OK, so you’re going to get divorced. If you are like most people in Pennsylvania and elsewhere about to take this plunge and embark on a new life, you are likely thinking about money and possessions.
In other words, and unless you’re filthy rich and without a financial concern in the world, you are understandably concerned about personal finances. It’s only logical that, as you set a new plan going forward following marital dissolution, you want to ensure some degree of financial certainty and independence.
That focus is common for people involved in the divorce process, and it is certainly healthy thinking to be considering assets and proactively developing a plan centered on post-divorce financial freedom.
In fact, a high percentage of all divorces centrally involve property division considerations. Prior to divorce, many marriages have lasted for years, if not decades. Over that span of time, money often finds its way into bank accounts, investment portfolios and company-sponsored savings vehicles. Homes are purchased, as are automobiles, furnishings, art work, jewelry and additional items of real and personal property.
In Pennsylvania, an equitable division of marital property is often at the core of divorce negotiations. A fair and rational accounting of assets requires that they first be accurately identified, characterized as either non-marital or marital property and properly valued.

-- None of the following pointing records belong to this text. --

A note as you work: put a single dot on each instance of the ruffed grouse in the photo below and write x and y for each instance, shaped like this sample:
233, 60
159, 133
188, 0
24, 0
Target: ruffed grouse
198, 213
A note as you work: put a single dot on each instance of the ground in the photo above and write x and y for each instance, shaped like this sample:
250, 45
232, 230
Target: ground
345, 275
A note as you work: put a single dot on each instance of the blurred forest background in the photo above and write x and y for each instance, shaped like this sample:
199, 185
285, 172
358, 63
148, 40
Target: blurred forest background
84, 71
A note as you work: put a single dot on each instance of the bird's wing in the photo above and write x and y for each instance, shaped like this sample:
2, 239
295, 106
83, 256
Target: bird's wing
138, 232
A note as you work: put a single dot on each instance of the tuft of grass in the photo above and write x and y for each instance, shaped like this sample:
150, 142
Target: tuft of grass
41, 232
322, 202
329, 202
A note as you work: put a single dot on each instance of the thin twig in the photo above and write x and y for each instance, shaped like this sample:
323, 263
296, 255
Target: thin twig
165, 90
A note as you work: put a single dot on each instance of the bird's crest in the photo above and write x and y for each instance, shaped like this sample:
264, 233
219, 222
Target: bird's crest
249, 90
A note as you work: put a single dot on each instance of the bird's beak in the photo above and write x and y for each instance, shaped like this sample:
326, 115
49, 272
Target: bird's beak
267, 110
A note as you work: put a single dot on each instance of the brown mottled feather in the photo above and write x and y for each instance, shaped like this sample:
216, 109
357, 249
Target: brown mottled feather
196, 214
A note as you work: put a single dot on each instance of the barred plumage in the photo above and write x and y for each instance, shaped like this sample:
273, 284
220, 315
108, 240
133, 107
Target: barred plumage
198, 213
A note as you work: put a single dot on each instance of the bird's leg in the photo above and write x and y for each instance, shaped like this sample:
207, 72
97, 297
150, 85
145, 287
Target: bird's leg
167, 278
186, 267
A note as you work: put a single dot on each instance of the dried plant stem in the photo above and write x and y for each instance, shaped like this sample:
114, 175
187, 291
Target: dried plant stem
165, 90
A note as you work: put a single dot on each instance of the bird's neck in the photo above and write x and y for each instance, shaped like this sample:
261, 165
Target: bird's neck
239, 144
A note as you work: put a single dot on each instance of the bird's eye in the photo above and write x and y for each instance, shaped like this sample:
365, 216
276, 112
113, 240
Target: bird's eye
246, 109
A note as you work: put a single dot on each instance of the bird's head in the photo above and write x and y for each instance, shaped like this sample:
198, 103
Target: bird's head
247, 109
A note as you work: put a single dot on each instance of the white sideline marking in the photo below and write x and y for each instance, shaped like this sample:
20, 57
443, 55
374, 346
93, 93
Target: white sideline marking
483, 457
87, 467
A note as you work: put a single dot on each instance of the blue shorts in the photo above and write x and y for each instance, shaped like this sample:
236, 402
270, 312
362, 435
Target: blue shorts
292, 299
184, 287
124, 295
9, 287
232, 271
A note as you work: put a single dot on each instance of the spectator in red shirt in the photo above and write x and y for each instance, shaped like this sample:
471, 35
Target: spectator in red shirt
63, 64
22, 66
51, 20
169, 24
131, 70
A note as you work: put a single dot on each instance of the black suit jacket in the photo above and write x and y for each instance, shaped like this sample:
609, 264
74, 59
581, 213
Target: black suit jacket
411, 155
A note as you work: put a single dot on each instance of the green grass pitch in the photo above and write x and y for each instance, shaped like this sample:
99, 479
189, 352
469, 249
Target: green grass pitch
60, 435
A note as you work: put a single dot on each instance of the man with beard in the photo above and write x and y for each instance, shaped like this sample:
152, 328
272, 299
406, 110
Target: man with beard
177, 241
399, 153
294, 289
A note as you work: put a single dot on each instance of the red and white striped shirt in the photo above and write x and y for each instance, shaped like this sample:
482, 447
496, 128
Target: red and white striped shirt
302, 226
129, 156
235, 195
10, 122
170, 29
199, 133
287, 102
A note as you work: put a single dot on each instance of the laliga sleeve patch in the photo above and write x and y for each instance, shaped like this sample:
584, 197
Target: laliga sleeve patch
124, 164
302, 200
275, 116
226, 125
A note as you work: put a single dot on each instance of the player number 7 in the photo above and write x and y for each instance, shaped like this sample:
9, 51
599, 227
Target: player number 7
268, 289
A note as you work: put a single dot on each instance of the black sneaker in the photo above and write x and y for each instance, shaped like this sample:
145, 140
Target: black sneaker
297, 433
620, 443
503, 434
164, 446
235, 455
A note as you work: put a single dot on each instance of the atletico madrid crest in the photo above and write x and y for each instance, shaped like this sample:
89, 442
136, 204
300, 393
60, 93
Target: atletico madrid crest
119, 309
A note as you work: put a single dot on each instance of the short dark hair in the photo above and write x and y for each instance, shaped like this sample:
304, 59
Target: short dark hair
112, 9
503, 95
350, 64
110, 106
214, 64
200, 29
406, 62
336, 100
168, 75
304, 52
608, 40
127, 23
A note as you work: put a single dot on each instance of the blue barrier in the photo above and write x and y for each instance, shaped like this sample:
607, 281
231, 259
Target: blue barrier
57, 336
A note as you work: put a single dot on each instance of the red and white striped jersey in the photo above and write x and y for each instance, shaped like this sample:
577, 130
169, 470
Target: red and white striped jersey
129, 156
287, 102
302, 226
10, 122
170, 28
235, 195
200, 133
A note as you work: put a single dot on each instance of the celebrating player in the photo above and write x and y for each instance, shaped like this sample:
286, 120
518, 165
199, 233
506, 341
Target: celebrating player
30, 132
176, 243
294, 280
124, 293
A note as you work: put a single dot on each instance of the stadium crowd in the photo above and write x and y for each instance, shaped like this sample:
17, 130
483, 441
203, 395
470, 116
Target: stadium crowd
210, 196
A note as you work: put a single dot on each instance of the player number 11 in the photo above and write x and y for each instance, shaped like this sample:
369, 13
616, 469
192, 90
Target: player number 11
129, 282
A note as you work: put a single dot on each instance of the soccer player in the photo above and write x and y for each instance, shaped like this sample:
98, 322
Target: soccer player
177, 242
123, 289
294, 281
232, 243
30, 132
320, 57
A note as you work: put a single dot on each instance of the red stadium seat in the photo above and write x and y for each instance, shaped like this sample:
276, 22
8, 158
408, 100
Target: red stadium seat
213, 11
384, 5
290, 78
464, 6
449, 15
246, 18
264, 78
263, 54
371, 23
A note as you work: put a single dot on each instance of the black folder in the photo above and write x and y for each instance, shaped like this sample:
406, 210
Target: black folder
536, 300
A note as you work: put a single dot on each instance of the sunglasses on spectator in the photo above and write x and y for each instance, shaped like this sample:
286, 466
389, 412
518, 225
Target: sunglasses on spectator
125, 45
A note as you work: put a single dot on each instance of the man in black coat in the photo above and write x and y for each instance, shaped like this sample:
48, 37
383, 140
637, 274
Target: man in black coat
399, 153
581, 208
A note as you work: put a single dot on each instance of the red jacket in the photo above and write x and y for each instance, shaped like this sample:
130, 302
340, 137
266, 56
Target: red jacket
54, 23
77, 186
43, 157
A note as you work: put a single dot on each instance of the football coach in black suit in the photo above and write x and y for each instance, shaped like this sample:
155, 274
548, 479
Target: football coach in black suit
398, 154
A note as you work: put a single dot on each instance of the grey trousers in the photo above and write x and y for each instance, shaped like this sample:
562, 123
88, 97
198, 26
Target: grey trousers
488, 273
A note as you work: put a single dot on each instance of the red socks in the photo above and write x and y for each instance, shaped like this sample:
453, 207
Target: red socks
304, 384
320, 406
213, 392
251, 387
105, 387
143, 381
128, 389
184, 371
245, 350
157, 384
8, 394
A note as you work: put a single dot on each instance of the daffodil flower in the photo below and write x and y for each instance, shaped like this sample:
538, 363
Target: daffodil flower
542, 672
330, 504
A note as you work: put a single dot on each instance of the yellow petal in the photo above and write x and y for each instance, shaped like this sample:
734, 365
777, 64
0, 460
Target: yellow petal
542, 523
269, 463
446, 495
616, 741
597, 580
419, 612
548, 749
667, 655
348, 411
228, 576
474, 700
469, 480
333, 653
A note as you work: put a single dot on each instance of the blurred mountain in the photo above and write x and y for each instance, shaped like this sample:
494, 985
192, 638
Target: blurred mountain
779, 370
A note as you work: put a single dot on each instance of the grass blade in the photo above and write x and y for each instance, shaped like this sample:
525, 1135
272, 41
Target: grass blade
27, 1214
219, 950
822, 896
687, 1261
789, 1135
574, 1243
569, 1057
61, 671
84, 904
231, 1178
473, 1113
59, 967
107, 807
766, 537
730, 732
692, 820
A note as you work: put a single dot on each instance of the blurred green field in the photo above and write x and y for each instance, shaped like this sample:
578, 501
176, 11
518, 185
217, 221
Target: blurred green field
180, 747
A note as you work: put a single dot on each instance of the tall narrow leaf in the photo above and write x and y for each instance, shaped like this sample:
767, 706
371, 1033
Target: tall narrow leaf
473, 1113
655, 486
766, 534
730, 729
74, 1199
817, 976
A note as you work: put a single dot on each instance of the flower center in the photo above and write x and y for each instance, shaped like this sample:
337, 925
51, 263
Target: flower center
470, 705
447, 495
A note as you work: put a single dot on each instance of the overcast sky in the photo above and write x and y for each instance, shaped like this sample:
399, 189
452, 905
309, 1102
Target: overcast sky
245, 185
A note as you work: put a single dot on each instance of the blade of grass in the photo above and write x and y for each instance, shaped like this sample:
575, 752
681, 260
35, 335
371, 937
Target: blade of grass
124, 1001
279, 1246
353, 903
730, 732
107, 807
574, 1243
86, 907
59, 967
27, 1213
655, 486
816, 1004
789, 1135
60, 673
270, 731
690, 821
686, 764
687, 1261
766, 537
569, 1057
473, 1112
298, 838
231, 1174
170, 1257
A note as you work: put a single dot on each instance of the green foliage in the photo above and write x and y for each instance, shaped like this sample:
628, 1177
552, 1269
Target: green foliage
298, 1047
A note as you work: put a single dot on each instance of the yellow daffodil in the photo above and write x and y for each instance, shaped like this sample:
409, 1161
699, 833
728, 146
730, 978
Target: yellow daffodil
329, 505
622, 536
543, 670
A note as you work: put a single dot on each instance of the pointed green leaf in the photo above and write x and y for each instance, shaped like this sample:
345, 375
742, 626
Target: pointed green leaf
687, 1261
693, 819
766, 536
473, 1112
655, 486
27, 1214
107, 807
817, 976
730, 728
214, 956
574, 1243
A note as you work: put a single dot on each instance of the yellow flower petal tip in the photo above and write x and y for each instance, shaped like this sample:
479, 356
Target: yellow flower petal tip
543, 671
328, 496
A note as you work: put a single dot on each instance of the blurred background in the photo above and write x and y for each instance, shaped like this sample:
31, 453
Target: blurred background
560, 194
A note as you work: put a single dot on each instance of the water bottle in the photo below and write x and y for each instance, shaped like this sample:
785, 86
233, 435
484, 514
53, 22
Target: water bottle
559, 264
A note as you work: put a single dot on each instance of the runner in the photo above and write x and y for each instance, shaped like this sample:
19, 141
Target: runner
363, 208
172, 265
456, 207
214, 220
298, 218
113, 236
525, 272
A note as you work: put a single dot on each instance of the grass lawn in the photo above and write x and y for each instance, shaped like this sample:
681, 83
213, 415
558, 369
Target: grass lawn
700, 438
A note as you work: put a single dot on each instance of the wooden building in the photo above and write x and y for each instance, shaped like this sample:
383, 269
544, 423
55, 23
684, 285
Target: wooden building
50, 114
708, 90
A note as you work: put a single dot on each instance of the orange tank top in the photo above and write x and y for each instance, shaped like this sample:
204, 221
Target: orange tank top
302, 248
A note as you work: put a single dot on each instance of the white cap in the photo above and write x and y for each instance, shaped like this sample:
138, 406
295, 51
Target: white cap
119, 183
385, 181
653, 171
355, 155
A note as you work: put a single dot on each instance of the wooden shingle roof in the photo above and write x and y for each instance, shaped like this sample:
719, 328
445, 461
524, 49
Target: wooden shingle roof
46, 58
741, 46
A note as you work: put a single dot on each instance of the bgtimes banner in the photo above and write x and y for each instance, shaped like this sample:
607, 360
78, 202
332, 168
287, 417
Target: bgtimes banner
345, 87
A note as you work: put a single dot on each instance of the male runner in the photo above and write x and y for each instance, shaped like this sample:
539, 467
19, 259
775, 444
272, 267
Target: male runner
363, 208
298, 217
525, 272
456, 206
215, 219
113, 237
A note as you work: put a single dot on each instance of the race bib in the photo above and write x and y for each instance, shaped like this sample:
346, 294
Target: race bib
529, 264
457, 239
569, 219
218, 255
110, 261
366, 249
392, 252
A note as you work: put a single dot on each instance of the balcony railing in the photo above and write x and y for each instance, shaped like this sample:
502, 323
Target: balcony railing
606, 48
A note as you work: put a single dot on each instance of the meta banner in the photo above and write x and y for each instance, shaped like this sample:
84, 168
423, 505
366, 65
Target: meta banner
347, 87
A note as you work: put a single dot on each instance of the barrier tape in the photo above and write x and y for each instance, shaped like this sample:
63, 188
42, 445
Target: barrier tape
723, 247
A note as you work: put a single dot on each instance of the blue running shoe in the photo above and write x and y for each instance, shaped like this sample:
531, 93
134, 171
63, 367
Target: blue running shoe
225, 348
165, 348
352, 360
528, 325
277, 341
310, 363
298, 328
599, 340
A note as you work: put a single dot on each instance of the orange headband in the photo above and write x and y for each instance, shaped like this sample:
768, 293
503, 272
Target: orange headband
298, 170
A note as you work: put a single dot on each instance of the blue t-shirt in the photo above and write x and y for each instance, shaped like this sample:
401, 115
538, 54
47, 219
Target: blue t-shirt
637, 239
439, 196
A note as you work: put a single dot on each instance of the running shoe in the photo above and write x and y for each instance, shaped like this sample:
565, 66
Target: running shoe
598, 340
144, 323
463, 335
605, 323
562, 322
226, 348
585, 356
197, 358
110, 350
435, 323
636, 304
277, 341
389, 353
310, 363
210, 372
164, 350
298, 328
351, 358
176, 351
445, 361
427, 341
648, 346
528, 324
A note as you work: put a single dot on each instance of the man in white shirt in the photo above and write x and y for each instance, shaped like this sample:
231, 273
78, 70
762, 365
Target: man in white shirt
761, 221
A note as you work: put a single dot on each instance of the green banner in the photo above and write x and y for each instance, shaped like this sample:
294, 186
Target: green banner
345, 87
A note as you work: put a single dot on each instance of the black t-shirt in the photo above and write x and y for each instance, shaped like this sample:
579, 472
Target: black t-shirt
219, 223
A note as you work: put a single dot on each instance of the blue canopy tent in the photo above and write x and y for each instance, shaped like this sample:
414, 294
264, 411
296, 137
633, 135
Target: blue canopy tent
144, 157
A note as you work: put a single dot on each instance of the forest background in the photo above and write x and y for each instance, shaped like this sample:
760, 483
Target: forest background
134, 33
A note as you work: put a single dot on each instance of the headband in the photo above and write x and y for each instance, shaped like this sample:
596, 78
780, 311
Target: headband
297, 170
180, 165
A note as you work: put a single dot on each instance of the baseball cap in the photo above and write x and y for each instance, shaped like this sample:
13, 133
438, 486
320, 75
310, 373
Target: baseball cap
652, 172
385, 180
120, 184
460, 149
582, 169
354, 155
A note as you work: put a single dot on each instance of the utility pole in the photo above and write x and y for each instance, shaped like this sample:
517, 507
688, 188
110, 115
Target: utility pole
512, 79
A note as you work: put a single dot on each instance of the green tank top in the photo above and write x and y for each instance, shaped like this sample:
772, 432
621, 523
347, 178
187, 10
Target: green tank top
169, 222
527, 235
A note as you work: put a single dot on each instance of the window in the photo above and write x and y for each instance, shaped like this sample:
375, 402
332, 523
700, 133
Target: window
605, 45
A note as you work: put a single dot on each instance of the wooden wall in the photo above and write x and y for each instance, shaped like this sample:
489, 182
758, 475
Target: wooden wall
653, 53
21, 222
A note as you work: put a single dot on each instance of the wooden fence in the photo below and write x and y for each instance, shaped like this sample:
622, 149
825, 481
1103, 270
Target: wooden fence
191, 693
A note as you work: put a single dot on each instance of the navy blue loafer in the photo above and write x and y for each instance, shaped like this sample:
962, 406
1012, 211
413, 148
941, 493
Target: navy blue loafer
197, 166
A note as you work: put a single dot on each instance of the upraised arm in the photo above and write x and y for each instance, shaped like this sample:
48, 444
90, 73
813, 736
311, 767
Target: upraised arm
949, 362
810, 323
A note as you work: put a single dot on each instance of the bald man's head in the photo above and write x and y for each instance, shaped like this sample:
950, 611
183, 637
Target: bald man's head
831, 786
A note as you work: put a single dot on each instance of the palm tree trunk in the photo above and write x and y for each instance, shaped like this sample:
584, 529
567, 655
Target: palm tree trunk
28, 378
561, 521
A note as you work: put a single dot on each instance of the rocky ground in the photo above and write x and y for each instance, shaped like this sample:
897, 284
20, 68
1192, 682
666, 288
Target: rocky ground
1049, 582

Accomplishing those goals is often a complex and painstaking endeavor that requires the central input and close scrutiny of a proven family law attorney with deep experience in matters relating to property division.
A contributor in a recent media article on divorce-related asset protection and division makes reference to “the right attorney” for this important job.
That professional will be, the writer states, a lawyer “who helps you understand your goals … and who creates a plan to get your there.”